Fascinating
Bazarov | Amsterdam, Holland | 12/15/2007
(5 out of 5 stars)
"After four decades of record buying, it's still a magical experience - discovering music that wins you over before you even like it.
To my shame, I guess, I had never heard of Ran Blake when Amazon's recommendations computer came up with All That Is Tied. Blake's portrait caught my eye (a face I would sooner have associated with a stern Dutch vicar than with an American jazz pioneer), and the product description seemed interesting. So what the hell, I gave the thing a mouse click.
Playing the disc for the first time, I immediately forgot that stern face and was captured (no, make that mesmerized) by the strangest piano music I'd heard in years. Wasn't quite sure I liked it, but I knew I would play it again and again, and that it would grow and grow. And I did, and it did.
All That Is Tied is devoid of hummable tunes, but rich in melody and harmony. The music is direct, sometimes even harsh, but always compelling and ultimately even soothing as song follows song to form a 55 minute masterpiece.
Is this jazz? Oh yes, unmistakably so. Every song has a marvelous sense of freedom about it, and the gospelly 'Latter Rain Christian Fellowship' will make you bounce in your chair with swing. But there's also an undeniable influence of (modern) classical composers like Ives, Messiaen, and Lou Harrison. Oh, and more than a hint of Bartok, especially the Microcosmos piano cycle.
This is definitely music for late at night, though not quite music to relax by, even if it does get you in a state I could only describe as (oops, big word) peace. It will astound you, perhaps even confuse you, but you will instantly be familiar with it. And now I'm out of paradoxities. Buy this album, it'll be money well spent."
SOLO PIANO OUTINGS BY TWO MODERNIST MASTERS
David Keymer | Modesto CA | 09/11/2009
(4 out of 5 stars)
"Paul Bley. Solo in Mondsee. ECM (2007)
Ran Blake. All That Is Tied. Tompkins Square (2006)
A little late, I'd like to comment on these two solo piano recordings by avant garde masters Paul Bley and Ran Blake. They illustrate the particular excellences of two exceptional composers and pianists as well as the differences between them.
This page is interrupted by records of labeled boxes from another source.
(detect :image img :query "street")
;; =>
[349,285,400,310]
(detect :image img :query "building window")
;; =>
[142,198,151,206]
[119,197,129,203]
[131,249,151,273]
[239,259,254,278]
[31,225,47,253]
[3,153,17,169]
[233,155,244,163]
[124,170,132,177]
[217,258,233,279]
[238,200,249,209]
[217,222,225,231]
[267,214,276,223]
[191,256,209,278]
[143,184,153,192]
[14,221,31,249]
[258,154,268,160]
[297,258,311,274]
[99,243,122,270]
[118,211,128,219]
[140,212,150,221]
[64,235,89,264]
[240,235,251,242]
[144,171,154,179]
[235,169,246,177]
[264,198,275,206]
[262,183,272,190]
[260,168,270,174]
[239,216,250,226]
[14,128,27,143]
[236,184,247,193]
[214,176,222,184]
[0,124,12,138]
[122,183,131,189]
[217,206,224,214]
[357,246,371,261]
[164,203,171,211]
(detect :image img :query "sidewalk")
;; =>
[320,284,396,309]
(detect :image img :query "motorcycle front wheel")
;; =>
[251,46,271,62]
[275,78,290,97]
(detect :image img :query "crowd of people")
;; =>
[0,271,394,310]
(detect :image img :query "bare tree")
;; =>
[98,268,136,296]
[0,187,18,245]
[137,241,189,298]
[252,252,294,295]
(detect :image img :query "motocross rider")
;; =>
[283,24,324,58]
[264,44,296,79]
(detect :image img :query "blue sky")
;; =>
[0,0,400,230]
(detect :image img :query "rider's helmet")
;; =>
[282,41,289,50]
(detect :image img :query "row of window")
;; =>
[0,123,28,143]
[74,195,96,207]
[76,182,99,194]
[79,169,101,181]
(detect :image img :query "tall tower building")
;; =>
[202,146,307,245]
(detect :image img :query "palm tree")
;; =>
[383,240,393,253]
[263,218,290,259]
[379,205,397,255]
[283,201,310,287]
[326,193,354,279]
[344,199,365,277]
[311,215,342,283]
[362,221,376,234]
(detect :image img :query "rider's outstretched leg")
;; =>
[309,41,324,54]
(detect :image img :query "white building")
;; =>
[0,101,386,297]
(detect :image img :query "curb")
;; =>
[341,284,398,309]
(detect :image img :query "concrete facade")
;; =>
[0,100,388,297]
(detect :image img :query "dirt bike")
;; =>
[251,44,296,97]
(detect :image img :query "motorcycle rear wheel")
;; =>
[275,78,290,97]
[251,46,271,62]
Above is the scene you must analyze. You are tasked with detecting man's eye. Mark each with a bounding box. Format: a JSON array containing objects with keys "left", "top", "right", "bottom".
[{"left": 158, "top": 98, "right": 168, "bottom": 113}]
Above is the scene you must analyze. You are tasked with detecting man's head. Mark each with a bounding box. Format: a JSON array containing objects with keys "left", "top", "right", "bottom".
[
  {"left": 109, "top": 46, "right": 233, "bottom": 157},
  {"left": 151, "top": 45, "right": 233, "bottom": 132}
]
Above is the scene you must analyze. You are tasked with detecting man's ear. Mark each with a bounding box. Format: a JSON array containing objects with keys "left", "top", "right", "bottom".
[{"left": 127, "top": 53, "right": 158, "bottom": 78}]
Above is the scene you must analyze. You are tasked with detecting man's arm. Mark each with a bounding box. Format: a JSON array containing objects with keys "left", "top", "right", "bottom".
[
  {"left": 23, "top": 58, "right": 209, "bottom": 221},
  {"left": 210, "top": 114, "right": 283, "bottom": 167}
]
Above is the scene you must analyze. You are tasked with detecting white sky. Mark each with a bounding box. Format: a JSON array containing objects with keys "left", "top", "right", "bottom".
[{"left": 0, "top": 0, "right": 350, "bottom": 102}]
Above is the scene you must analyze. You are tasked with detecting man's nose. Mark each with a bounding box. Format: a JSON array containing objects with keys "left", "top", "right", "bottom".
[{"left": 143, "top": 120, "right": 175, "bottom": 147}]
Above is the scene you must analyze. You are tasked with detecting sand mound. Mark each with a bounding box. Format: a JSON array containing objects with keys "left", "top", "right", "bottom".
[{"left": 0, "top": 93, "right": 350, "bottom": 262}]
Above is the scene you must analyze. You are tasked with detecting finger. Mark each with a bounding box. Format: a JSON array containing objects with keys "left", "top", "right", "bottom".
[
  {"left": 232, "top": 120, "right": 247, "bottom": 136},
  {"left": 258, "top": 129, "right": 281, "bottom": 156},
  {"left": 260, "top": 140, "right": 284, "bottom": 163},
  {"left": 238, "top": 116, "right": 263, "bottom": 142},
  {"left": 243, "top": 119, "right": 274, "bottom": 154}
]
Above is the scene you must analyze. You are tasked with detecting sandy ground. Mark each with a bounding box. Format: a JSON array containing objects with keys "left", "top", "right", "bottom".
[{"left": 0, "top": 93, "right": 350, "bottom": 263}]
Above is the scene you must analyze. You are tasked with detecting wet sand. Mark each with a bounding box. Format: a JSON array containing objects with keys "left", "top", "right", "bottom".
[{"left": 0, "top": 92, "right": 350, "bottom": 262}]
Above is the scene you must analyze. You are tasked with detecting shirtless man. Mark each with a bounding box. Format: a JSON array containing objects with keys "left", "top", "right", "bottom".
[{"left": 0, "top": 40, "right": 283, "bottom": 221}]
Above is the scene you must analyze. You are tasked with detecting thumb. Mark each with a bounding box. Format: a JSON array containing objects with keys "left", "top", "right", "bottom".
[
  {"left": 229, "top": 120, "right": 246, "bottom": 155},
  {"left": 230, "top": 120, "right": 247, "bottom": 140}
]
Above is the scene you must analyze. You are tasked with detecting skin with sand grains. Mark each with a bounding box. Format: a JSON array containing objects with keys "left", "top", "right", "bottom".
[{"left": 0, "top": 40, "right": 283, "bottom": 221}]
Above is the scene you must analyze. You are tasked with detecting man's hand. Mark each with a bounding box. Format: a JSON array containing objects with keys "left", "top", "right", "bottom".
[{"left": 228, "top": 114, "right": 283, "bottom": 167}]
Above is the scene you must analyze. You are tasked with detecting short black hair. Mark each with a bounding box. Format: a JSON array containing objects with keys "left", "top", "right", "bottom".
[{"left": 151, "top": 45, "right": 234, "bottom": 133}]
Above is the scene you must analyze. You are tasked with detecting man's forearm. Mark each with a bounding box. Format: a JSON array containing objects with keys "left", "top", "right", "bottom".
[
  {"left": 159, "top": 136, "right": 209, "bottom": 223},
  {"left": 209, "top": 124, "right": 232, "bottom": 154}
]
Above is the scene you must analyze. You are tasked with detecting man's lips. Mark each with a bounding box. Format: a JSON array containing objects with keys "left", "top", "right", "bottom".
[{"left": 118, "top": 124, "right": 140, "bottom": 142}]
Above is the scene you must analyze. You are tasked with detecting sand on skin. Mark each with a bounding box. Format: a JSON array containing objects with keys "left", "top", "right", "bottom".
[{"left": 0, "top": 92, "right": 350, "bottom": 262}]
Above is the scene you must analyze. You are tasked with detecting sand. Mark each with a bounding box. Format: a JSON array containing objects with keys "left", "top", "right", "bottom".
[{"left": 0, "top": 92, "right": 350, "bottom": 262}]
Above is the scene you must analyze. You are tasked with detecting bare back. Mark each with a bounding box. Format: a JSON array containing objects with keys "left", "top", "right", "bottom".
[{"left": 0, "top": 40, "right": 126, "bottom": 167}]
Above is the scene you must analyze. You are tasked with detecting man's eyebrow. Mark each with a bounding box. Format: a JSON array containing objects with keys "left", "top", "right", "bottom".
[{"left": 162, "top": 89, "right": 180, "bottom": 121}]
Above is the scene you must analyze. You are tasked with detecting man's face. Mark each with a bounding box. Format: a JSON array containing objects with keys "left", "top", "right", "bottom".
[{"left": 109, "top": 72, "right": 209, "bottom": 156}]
These ten songs by Paul Bley -they are called `variations,' no other title--were reportedly recorded in 2001 but they weren't released until 2007, when Bley was seventy-five. It is the second solo album by Bley since his groundbreaking Open to Love, released in 1972, and Homage to Carla, released (re-released?) in 2001. Bley's modernist credentials are impeccable: he has worked with Ornette Coleman and Charlie Haden, Jimmy Giuffre and Steve Swallow, played gigs with Charlie Parker, Lester Young, Charles Mingus and Sonny Rollins, had a founding role in the modernist Jazz Composers Guild, and co-led the quirky fusion band in the early seventies with singer-composer Annette Peacock. His discography runs over 400 albums! Bley is the consummate pianist. His music is both approachable and modern. It is melodic -even lyrical when he wants to play lyrically--and he is a master of tempo. No one uses the pedals better than Bley: the range of dynamics in his playing adds a touch of romanticism to an approach that might otherwise appear austere. To my mind, he's the perfect pianist (well, since Tatum!). I greatly enjoy some, not all, of Keith Jarrett's monumental solo offerings -the Köln Concert and the concerts from Bremen and Lausanne--but next to Bley's exquisite miniatures (the shortest cut on this CD is 2:04 minutes long, the longest slightly under nine minutes), Jarrett's pieces seem like elephants!
How different Ran Blake's style of playing is! On this album, Blake plays twelve short compositions of his own: the shortest runs little over a minute (1:02) and the longest slightly over six minutes. Blake has been more reclusive than Bley, but this is his thirty-fifth recorded album. He was seventy at the time he recorded it. (Of interest only to me, he was born a year and ten days before I was.) I associate Bley with his longtime collaborator, singer Jeanne Lee, and -on one glorious album, Masters from Different Worlds (1994)--the ardent tenor sax player Clifford Jordan. Rhythm has never been Blake's bag but dynamics are. When I think of Blake's moody compositions and playing, it is the space I remember. The piano stops, chords linger, then silence, then he moves on. This is an awfully limp description but what Blake achieves by deliberateness and the sparing use of silence is to make you weigh each chord as he plays it.
Two first-rate pianists and composers, two excellent albums, both worth buying. The songs on them do not lose interest with repeated listenings."